O Senhor Desembargador NATANAEL CAETANO Revisor
Condenado a 03 anos de reclusão, em regime aberto por infração aos art. 155, § 4º, III e IV e art. 171, caput, c/c art. 69, todos do CP, interpôs o réu o presente recurso, sustentando, em síntese, que as provas colhidas são insuficientes para respaldar o decreto condenatório, razão pela qual postula a absolvição. Narra a denúncia que o apelante foi preso em flagrante, em companhia do menor Ricardo, na posse da res furtiva - veículo GM/Opala Comodoro SL/E, ano 90, placa BOF 1981-DF. Dentro do veículo foi encontrada uma chave tipo micha. Consta, também, que abasteceram o veículo no Posto Guarapari fugindo sem pagar o combustível. As provas coligidas não permitem outra conclusão, destacando-se, neste sentido o Auto de Prisão em Flagrante; o Laudo de exame de veículo e de eficiência de objeto (fls. 62/64); o depoimento dos policiais e do frentista Posto Guarapari; as declarações do menor Ricardo de Sá Aguiar (fls. 102). A versão apresentada pela defesa, não conseguiu convencer o magistrado que assim se manifestou às fls. 120, compete ao acusado dar uma explicação razoável para encontrar-se na posse do objeto furtado. E no caso, tal versão não se coaduna com a versão do menor (à época dos fatos) Ricardo que em seu depoimento relatou uma terceira pessoa de nome Júnior como sendo a pessoa que pediu que abastecesse o carro. Correta, pois, a r. sentença hostilizada quando concluiu pela sua condenação. Ante o exposto, nego provimento ao apelo. É como voto.
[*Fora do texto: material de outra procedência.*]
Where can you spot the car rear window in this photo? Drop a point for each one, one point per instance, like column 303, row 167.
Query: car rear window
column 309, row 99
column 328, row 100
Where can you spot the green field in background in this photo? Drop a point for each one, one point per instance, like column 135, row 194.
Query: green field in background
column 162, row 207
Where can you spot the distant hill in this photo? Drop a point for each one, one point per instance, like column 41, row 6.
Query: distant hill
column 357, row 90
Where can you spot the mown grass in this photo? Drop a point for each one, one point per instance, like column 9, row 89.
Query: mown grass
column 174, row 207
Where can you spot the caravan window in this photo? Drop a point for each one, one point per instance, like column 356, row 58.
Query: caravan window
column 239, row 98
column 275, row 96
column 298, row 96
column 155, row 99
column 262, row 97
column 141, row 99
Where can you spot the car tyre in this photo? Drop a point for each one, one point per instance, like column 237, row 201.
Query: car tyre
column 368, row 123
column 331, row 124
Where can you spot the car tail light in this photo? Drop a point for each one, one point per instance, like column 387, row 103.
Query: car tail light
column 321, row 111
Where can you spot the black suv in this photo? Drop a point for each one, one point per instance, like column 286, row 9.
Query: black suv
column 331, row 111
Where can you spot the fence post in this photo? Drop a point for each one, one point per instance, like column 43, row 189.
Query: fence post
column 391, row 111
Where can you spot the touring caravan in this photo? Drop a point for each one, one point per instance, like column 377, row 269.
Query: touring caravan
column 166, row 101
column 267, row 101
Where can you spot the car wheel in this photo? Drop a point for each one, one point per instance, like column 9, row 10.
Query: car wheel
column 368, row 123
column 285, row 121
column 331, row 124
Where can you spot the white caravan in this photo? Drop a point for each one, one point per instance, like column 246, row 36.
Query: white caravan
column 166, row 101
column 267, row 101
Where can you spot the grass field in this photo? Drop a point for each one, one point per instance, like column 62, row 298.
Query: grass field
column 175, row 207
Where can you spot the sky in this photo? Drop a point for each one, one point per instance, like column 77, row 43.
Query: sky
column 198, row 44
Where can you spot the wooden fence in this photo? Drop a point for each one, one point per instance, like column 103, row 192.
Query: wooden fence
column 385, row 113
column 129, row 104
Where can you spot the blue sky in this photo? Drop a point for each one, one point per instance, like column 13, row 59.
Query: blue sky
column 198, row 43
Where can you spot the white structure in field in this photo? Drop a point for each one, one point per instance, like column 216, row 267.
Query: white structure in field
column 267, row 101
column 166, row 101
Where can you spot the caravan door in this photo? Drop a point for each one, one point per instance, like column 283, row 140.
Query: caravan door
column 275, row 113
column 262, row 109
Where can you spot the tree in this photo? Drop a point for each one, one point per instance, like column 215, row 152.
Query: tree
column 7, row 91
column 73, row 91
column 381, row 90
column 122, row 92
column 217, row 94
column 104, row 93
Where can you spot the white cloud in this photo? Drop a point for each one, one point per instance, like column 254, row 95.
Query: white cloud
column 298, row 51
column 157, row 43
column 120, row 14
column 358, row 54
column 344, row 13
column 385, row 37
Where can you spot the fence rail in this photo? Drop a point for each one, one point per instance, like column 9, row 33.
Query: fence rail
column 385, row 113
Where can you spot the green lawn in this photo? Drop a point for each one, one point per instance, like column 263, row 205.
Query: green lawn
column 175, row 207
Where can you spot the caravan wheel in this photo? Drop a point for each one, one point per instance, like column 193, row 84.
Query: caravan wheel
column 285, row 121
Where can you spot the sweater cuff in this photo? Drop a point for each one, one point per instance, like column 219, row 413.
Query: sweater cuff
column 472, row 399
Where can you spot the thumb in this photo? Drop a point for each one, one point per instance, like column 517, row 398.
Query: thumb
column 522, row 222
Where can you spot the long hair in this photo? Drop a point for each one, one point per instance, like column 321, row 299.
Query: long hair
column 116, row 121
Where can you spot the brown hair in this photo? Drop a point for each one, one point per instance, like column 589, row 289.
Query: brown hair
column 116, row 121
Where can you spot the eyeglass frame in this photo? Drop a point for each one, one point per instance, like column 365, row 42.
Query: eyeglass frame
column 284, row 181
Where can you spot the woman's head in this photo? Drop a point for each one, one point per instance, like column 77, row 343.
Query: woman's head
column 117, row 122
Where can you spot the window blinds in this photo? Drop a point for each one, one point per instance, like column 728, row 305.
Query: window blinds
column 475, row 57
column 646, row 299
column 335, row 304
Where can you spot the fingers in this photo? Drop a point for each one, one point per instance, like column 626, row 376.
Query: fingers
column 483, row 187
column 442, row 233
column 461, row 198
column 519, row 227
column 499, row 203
O Senhor Desembargador OTÁVIO AUGUSTO - Vogal De acordo.
DECISÃO Conhecido. Improvido. Unânime.
Poderia ser enquadrado como "furto" (art. 155, CP) ou "estelionato" (art. 171, CP).
O "furto" é a subtração de coisa alheia; mas é praticado de forma que ninguém vê o crime sendo cometido. Ou seja, ninguém sabe quem subtraiu...simplesmente se dá a falta da coisa.
Já o "estelionato" é a obtenção, para si ou para outrem, vantagem ilícita, em prejuízo alheio, INDUZINDO OU MANTENDO ALGUEM EM ERRO, mediante ARTIFICIO, ARDIL, ou QUALQUER MEIO FRAUDULENTO. Que foi o caso.
Eu ficaria, tranquilamente, sem medo de errar, com "estelionato".